Serebrennikov, 52 ans, a été autorisé il y a un mois à quitter la Russie, où il avait été reconnu coupable en 2020 de détournement de fonds au théâtre du Centre Gogol de Moscou.

Ses partisans disent que la condamnation était une vengeance pour ses critiques de l'autoritarisme et de l'homophobie. Il a été informé que, ayant purgé la moitié de sa peine, il était libre de partir.

"J'ai fait mon choix", a-t-il déclaré. "Mais je ne peux parler que pour moi-même".

Il y a "des gens très courageux, des artistes très courageux qui, malgré la peur, malgré toutes ces affaires et restrictions et pressions criminelles, essaient d'écrire quelque chose", a-t-il dit.

Parmi les exemples, on peut citer "quelques bons créateurs de théâtre" qui ont refusé leur "Masque d'or" du Théâtre national, et un artiste qui est allé en prison pour avoir échangé des étiquettes de prix dans un magasin contre des informations sur la guerre afin que les gens "aient la chance de lire la vérité."

D'autres se sont tus ou ont activement collaboré avec le régime, a déclaré M. Serebrennikov, tout en insistant sur le fait que ce n'était pas son rôle de juger.

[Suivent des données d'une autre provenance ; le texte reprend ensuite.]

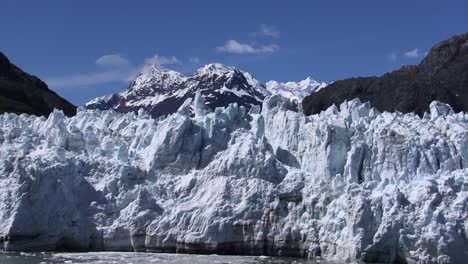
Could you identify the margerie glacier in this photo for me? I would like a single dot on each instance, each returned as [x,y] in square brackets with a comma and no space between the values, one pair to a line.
[348,184]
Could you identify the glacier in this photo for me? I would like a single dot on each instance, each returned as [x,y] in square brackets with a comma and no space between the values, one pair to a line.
[348,184]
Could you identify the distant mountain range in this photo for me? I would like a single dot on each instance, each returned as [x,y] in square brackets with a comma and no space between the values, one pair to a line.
[24,93]
[161,91]
[441,76]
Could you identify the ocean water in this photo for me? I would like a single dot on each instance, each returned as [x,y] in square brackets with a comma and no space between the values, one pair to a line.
[143,258]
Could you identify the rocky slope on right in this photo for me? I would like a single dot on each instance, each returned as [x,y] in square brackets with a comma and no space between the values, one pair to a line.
[441,76]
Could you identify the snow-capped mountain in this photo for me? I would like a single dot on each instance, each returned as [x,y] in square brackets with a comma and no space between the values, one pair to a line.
[295,90]
[349,184]
[161,91]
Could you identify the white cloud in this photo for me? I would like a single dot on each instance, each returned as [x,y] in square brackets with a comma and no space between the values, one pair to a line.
[267,31]
[412,53]
[235,47]
[91,79]
[162,60]
[194,60]
[112,60]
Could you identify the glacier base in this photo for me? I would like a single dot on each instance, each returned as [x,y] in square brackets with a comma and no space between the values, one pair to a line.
[349,184]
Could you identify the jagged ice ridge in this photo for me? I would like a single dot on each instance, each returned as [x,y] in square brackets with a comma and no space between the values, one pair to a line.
[347,184]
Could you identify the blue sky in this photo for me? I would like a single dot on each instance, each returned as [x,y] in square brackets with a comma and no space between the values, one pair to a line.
[84,49]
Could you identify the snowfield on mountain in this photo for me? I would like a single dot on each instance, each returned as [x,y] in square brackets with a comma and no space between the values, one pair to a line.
[347,184]
[160,91]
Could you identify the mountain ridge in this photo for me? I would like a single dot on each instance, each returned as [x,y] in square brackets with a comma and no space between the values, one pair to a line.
[21,92]
[218,83]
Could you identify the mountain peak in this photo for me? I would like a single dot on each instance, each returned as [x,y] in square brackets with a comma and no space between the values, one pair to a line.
[155,75]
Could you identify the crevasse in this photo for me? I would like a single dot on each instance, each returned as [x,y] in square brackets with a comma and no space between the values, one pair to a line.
[349,184]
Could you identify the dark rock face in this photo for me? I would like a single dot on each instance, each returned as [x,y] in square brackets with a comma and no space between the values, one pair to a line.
[441,76]
[24,93]
[160,91]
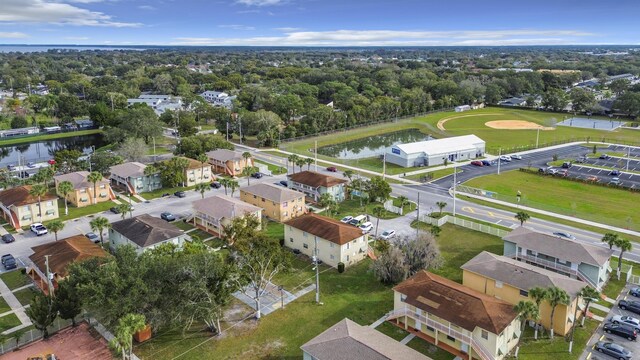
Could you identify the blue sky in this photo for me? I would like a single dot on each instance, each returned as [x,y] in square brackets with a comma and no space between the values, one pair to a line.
[319,22]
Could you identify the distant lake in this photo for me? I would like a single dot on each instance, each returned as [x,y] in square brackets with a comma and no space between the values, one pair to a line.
[372,146]
[41,151]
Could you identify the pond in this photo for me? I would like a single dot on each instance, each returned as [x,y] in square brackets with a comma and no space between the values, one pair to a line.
[372,146]
[44,150]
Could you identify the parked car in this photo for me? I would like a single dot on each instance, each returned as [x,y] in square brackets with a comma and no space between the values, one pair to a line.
[366,227]
[7,238]
[9,262]
[614,350]
[564,235]
[346,219]
[627,320]
[624,331]
[93,237]
[38,229]
[631,305]
[387,234]
[167,216]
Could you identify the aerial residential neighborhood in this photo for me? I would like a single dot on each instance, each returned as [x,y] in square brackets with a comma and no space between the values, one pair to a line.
[271,179]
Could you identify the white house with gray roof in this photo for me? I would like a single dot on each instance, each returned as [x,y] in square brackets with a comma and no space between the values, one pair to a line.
[589,263]
[436,152]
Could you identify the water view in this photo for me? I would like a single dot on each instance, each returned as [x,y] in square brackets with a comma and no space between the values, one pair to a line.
[371,146]
[40,151]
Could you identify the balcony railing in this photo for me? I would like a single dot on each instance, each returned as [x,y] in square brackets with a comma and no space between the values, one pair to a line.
[464,338]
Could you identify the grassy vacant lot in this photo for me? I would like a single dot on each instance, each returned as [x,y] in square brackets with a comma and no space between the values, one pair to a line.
[15,279]
[590,202]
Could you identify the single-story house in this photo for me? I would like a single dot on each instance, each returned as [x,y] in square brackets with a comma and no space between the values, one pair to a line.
[279,203]
[436,152]
[145,232]
[21,209]
[83,189]
[335,241]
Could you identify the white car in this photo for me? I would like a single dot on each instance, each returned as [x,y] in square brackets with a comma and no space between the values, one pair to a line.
[38,229]
[387,234]
[346,219]
[366,227]
[628,320]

Autorisé à s'exiler, et connu internationalement, il sait que tout le monde n'a pas sa chance en Russie.

"Certains d'entre eux, certaines personnes qui veulent probablement aller quelque part pour travailler, ont des familles, ils n'ont pas d'argent, ils n'ont pas de visa, ils n'ont pas de papiers, vous savez c'est une sorte de privilège d'avoir la possibilité de partir."
Kirill Serebrennikov
metteur en scène

"Tchaïkovski ne bombarde pas les Ukrainiens"

En mai, Serebrennikov est attendu au Festival du film de Cannes, qu'il a manqué l'année dernière en raison d'une interdiction de voyager, bien que son film, "La Fièvree de Petrov", ait été sélectionné pour la compétition principale.

Avec son nouveau film, "La femme de Tchaïkovski", qui traite des relations orageuses entre le compositeur du XIXe siècle et son épouse, il tentera à nouveau de remporter la Palme d'or tant convoitée.

M. Serebrennikov a déclaré qu'il ne savait pas quand il reverrait son pays natal, ni son père de près de 90 ans qui vit à Rostov-sur-le-Don, près de la frontière avec l'Ukraine, mais il a ajouté : "Il ne faut jamais dire jamais".

Il a dit qu'il ne se sentait pas exilé, mais qu'il avait commencé "une nouvelle page" de sa vie.

Serebrennikov a déclaré qu'il détestait la violence, mais qu'il trouvait problématique de faire pression sur les artistes russes pour qu'ils dénoncent la guerre sous peine d'être exclus des lieux de représentation internationaux.

"C'est vraiment délicat et ce n'est pas vraiment bon quand quelqu'un vous pousse à vous prononcer sur quelque chose, à dire 'je suis pour' ou 'je suis contre'", a-t-il déclaré.

"Cela nous rappelle quelque chose, quelque chose que nous avions déjà", a-t-il ajouté, une référence apparente aux procès spectacles staliniens mettant en scène des confessions publiques.

M. Serebrennikov a déclaré qu'il comprenait les appels des cinéastes ukrainiens à faire interdire les films russes dans les festivals internationaux, mais qu'un "boycott de la culture" n'était pas une solution.

Son film sera en sélection officielle à Cannes en compagnie, entre autres de l'ukrainien Sergei Losnitza pour  "The Natural History Of Destruction".

Pour le cinéma, les frontières n'existent heureusement pas.